Diplomatic efforts to resolve the Nagorno-Karabakh conflict for nearly the last three decades were ineffective, a senior Azerbaijani official said on Saturday.
Addressing reporters in Istanbul, the official said: “We have always appreciated the diplomatic and political efforts for conflict resolution, but we have a right to say that these efforts in the last 28 years were not strong enough, not affirmative enough and not effective enough."
He added that Azerbaijan is not against the Organization for Security and Co-operation in Europe (OSCE) Minsk Group's efforts but noted that it has yet to yield results.
The OSCE Minsk Group, co-chaired by France, Russia, and the United States, was formed in 1992 to find a peaceful solution to the conflict but to no avail. A cease-fire, however, was agreed to in 1994.
The official also said that Turkey is a regional power with legitimate interests and should be involved in regional matters, just as Russia is. Therefore, Turkey must be involved in the conflict resolution of the region.
He said he appreciated Turkey’s efforts to support Azerbaijan, saying that Turkey has provided all kinds of support since Azerbaijan gained its independence.
The official underlined the military cooperation between the two countries, saying that Azerbaijan has received military equipment from Turkey and that the two countries do military exercises together but noted that the Turkish military is not involved in the current conflict.
The official also highlighted the messages of support for Azerbaijan that have been coming from across Turkey.
Many world powers, including France, Russia and the U.S., have urged an immediate cease-fire. Turkey, meanwhile, has supported Baku's right to self-defense and demanded the withdrawal of Armenia's occupying forces.
The official claimed the biggest difference between the two countries is that Azerbaijan is independent and can make its own decisions whereas Armenia must double-check on what to do, implying that larger powers pull Armenia's strings.
He noted that the two sides agreed on a temporary humanitarian cease-fire on Saturday to exchange bodies and prisoners; however, Armenia subsequently shelled a civilian area following the announcement. He underlined that most attacks on Azerbaijani territories are coming from Armenian territories.
Fighting began on Sept. 27 when Armenian forces targeted civilian Azerbaijani settlements and military positions in the region, leading to casualties.
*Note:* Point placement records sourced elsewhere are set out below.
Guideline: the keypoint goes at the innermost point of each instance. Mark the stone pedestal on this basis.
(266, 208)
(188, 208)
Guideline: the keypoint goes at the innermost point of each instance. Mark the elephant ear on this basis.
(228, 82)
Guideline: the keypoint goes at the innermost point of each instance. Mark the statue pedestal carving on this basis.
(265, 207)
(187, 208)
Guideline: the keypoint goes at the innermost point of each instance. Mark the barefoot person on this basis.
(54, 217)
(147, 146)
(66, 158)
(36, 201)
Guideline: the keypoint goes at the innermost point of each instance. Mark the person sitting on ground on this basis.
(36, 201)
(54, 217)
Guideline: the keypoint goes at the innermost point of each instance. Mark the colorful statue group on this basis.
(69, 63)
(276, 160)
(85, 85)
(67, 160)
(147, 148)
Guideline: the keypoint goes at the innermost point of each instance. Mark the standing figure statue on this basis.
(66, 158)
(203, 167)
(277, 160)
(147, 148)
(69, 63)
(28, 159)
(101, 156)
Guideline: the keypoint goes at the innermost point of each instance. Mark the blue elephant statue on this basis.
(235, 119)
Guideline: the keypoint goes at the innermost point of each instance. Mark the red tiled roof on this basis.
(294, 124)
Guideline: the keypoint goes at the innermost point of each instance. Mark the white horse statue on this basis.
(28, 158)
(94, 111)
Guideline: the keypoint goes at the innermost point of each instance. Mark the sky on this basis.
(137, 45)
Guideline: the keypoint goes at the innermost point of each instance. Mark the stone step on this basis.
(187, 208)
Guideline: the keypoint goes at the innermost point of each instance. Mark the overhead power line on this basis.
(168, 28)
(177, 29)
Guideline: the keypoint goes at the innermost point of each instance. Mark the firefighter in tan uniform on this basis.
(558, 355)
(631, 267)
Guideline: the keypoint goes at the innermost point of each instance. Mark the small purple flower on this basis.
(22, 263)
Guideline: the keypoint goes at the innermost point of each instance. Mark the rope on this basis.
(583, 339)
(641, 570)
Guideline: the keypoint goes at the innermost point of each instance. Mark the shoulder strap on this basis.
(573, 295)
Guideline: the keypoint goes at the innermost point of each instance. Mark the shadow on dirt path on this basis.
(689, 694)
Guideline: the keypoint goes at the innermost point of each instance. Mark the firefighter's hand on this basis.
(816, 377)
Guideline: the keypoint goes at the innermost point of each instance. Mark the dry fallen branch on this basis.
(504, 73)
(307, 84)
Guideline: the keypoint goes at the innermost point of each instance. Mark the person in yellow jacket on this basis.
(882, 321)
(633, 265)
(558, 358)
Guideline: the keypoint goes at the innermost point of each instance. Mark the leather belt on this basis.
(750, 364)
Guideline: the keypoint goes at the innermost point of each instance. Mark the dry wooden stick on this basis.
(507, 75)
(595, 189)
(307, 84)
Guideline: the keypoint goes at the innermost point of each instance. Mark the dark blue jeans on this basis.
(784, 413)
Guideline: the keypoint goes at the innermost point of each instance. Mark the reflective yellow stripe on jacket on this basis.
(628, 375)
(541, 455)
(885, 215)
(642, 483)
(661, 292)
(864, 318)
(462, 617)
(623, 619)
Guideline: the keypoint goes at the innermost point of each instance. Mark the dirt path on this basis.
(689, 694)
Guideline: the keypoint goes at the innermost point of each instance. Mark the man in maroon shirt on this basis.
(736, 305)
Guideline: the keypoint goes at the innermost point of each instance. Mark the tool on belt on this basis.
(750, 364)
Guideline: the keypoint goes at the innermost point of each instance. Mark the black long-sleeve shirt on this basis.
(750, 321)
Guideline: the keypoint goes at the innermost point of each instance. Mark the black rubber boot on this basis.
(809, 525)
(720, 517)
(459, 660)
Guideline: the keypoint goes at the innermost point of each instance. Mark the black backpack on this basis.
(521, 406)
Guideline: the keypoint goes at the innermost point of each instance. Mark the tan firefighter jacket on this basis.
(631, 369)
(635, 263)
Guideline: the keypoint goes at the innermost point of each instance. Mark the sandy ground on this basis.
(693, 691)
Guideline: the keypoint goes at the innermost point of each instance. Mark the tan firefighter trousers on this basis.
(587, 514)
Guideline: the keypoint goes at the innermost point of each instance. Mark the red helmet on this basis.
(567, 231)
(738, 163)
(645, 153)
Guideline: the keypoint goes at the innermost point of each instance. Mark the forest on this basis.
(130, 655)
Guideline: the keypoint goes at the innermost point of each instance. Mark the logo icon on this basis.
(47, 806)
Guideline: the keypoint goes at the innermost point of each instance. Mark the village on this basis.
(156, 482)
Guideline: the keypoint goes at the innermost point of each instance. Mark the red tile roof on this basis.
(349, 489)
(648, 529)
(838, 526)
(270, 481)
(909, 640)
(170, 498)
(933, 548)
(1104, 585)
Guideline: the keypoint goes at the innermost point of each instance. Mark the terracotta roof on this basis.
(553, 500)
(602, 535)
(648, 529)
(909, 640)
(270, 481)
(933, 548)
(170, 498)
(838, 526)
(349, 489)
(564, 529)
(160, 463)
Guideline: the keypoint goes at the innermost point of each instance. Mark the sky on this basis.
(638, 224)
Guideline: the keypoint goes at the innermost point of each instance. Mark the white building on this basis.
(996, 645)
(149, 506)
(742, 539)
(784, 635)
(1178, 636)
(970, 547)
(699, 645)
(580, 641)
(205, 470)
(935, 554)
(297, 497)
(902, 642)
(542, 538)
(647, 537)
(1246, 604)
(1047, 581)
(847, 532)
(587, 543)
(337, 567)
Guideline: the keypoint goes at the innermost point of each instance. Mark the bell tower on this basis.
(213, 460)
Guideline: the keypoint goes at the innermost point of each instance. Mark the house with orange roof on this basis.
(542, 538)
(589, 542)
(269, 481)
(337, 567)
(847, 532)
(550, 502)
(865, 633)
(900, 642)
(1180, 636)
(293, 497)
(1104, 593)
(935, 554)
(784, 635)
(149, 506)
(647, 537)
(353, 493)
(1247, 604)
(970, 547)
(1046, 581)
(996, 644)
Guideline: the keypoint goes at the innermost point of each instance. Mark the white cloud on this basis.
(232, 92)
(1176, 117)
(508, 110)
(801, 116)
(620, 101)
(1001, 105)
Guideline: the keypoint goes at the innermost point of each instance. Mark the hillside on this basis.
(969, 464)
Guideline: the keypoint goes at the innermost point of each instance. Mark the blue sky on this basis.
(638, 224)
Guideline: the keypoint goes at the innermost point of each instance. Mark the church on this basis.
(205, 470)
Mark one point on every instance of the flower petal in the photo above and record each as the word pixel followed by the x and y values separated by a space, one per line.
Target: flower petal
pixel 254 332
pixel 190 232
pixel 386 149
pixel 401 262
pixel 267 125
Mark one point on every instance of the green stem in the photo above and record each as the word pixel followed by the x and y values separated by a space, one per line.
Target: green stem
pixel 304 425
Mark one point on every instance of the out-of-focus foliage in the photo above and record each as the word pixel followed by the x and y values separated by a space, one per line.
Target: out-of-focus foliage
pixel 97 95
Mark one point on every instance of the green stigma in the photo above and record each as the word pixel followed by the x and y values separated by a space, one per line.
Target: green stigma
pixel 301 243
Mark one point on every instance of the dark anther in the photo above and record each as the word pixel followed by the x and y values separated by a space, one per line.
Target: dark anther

Relations between the two former Soviet republics have been tense since 1991 when the Armenian military occupied Nagorno-Karabakh, an internationally recognized territory of Azerbaijan.
Some 20% of Azerbaijan's territory has remained under illegal Armenian occupation for some three decades.
Four U.N. Security Council (UNSC) and two U.N. General Assembly (UNGA) resolutions, as well as many international organizations, demand the withdrawal of the occupying forces.